In many instances, the initial exercise price is very low and taking advantage of the early exercise provision place only a slight burden on the company as compared to the tax benefit to the employees. Whether or not to permit early exercise is obviously a complex issue. Needless to say, the company should consult its legal and tax advisors before doing anything. Matt Dickstein Business Attorney Making legal matters easy and economical for your business.

Business Law Attorney for Businesses, Corporations, LLCs. A consultant with a nonstatutory stock option NSO , upon exercising his or her option, will recognize ordinary income on the spread.

The advantage of early exercise, then, is that by exercising when the spread is minimal, the consultant recognizes a minimal amount of ordinary income. The spread is later taxed at the capital gains rates when the consultant ultimately sells the stock.
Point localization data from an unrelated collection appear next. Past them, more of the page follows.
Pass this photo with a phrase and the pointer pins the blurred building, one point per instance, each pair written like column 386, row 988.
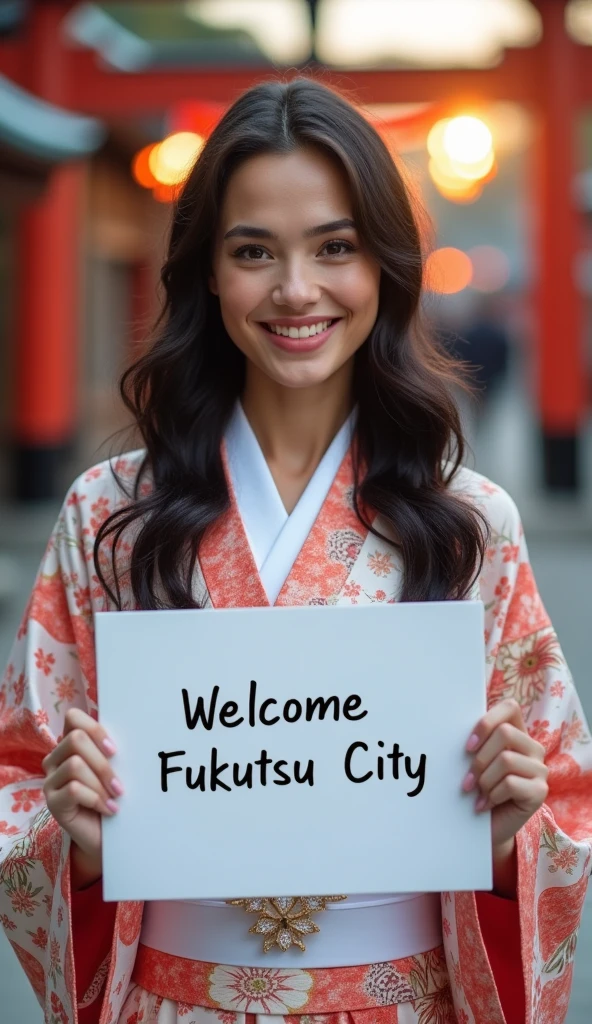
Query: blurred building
column 85, row 87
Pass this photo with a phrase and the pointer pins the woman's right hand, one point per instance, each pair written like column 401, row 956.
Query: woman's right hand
column 79, row 788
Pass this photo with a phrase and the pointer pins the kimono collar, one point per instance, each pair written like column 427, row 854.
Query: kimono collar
column 275, row 537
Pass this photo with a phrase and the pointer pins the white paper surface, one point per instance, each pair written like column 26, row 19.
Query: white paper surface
column 419, row 671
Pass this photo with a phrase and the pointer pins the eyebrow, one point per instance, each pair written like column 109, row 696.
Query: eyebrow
column 249, row 231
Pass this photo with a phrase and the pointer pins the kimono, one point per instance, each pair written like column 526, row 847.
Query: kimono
column 501, row 961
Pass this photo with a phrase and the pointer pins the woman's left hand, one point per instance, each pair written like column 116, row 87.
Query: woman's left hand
column 508, row 769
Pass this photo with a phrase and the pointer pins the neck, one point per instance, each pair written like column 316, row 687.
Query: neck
column 295, row 426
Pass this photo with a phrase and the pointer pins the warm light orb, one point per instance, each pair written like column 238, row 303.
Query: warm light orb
column 171, row 160
column 467, row 140
column 448, row 270
column 140, row 167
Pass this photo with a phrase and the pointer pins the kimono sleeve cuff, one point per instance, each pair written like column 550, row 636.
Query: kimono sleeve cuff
column 500, row 924
column 92, row 931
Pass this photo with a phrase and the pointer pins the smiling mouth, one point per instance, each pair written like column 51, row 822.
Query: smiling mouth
column 307, row 331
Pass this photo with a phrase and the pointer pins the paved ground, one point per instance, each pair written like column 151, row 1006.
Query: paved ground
column 560, row 543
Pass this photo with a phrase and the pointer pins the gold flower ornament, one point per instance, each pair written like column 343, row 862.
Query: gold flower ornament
column 284, row 920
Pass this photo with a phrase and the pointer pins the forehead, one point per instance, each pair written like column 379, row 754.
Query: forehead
column 303, row 187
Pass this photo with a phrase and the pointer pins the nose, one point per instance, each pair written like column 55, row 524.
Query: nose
column 296, row 287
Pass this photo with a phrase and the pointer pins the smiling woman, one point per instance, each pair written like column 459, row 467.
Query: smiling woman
column 298, row 255
column 301, row 448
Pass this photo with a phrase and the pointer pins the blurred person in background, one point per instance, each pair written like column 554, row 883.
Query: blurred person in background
column 291, row 382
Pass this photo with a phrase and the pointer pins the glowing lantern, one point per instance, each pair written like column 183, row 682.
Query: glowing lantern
column 171, row 160
column 448, row 270
column 140, row 167
column 462, row 157
column 467, row 140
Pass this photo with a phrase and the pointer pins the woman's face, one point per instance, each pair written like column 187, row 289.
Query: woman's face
column 298, row 293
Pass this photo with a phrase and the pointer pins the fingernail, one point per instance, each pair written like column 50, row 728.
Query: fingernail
column 468, row 781
column 116, row 786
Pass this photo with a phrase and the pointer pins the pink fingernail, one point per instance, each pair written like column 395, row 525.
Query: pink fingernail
column 468, row 781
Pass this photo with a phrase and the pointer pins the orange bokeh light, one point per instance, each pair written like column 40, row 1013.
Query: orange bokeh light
column 448, row 270
column 140, row 167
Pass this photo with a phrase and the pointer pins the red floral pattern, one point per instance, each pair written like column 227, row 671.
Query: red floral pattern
column 52, row 668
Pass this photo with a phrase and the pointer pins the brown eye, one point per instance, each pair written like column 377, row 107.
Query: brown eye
column 337, row 248
column 254, row 253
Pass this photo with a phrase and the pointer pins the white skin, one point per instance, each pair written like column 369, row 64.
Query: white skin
column 296, row 401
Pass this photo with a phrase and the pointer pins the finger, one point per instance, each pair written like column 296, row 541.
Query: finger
column 73, row 796
column 527, row 794
column 76, row 769
column 505, row 711
column 505, row 737
column 510, row 763
column 77, row 719
column 79, row 743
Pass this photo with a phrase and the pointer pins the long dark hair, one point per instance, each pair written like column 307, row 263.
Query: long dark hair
column 181, row 392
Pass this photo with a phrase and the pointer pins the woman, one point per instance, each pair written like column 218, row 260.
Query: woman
column 301, row 448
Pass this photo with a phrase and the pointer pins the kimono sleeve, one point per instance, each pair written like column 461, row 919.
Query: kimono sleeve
column 554, row 847
column 51, row 668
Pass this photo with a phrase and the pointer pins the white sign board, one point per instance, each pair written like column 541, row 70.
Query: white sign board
column 280, row 751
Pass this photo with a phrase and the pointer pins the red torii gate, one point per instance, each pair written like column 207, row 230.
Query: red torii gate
column 552, row 79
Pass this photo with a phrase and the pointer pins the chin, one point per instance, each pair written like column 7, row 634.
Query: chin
column 296, row 377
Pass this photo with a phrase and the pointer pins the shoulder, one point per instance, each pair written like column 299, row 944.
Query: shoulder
column 498, row 507
column 101, row 489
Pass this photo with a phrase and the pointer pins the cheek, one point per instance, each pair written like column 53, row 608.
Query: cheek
column 360, row 290
column 240, row 293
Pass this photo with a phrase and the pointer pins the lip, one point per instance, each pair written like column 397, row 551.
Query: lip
column 296, row 345
column 299, row 321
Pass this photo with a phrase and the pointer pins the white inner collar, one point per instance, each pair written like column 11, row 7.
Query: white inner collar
column 275, row 537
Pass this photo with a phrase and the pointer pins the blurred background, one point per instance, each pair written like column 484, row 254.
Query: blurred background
column 489, row 104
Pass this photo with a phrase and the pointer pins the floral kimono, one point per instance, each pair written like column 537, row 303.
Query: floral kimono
column 502, row 961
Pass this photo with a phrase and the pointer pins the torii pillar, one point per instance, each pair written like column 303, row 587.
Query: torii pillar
column 562, row 388
column 48, row 258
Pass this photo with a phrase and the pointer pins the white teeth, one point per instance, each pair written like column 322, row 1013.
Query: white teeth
column 302, row 332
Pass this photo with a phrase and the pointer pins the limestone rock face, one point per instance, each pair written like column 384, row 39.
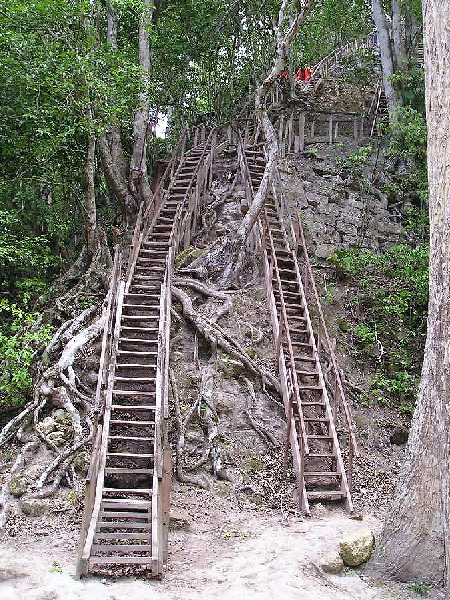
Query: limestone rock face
column 356, row 546
column 179, row 519
column 19, row 485
column 34, row 508
column 332, row 563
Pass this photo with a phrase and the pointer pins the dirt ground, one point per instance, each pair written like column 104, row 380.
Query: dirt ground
column 222, row 550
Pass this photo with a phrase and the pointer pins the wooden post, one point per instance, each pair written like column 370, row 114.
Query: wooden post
column 301, row 130
column 290, row 131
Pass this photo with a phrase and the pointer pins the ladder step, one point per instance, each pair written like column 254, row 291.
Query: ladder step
column 324, row 495
column 133, row 423
column 122, row 536
column 121, row 548
column 136, row 352
column 321, row 456
column 321, row 474
column 120, row 560
column 133, row 366
column 135, row 379
column 126, row 503
column 128, row 455
column 132, row 407
column 133, row 393
column 309, row 387
column 128, row 490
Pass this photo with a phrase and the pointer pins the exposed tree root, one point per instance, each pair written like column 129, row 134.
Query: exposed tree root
column 207, row 291
column 264, row 434
column 56, row 387
column 182, row 424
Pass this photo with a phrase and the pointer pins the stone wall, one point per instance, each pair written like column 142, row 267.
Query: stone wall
column 334, row 214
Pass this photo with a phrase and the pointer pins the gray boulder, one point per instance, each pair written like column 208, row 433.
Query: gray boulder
column 356, row 546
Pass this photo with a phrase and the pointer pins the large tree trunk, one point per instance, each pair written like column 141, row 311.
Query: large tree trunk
column 398, row 36
column 138, row 179
column 415, row 542
column 387, row 61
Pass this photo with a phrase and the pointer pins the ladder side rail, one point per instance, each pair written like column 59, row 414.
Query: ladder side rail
column 290, row 349
column 158, row 449
column 353, row 446
column 297, row 450
column 105, row 357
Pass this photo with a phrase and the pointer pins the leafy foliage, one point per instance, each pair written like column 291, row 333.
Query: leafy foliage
column 390, row 298
column 20, row 336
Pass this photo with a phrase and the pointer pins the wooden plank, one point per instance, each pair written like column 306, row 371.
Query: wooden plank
column 121, row 525
column 120, row 535
column 301, row 131
column 121, row 548
column 120, row 560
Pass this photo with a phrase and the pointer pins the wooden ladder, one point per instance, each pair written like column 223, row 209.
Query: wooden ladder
column 128, row 521
column 311, row 429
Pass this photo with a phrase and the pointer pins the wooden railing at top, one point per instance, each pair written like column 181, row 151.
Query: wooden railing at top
column 102, row 380
column 339, row 400
column 326, row 65
column 300, row 128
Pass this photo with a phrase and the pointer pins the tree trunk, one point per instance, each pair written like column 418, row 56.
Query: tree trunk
column 398, row 36
column 387, row 62
column 415, row 542
column 138, row 179
column 91, row 209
The company usually will hold unvested shares in escrow, and will release them only upon vesting. This creates more work for the HR and payroll departments.

Stock Options and the Alternative Minimum Tax (AMT)

Companies frequently forget to repurchase unvested shares upon termination of an employee or consultant. Those persons carry a grudge, and reappear later to claim their rights in the shares — especially if the company has increased in value.

Upon early exercise, each optionee becomes a shareholder and has full voting rights as a shareholder. The increase in shareholders can be inconvenient and sometimes unworkable for the company. Many optionees simply do not understand the tax implications of early exercise, for example, optionees often fail to timely make their 83 b election see above.

Option plans can be complex enough without adding early exercise. The key is to have a well-documented and well-administered plan.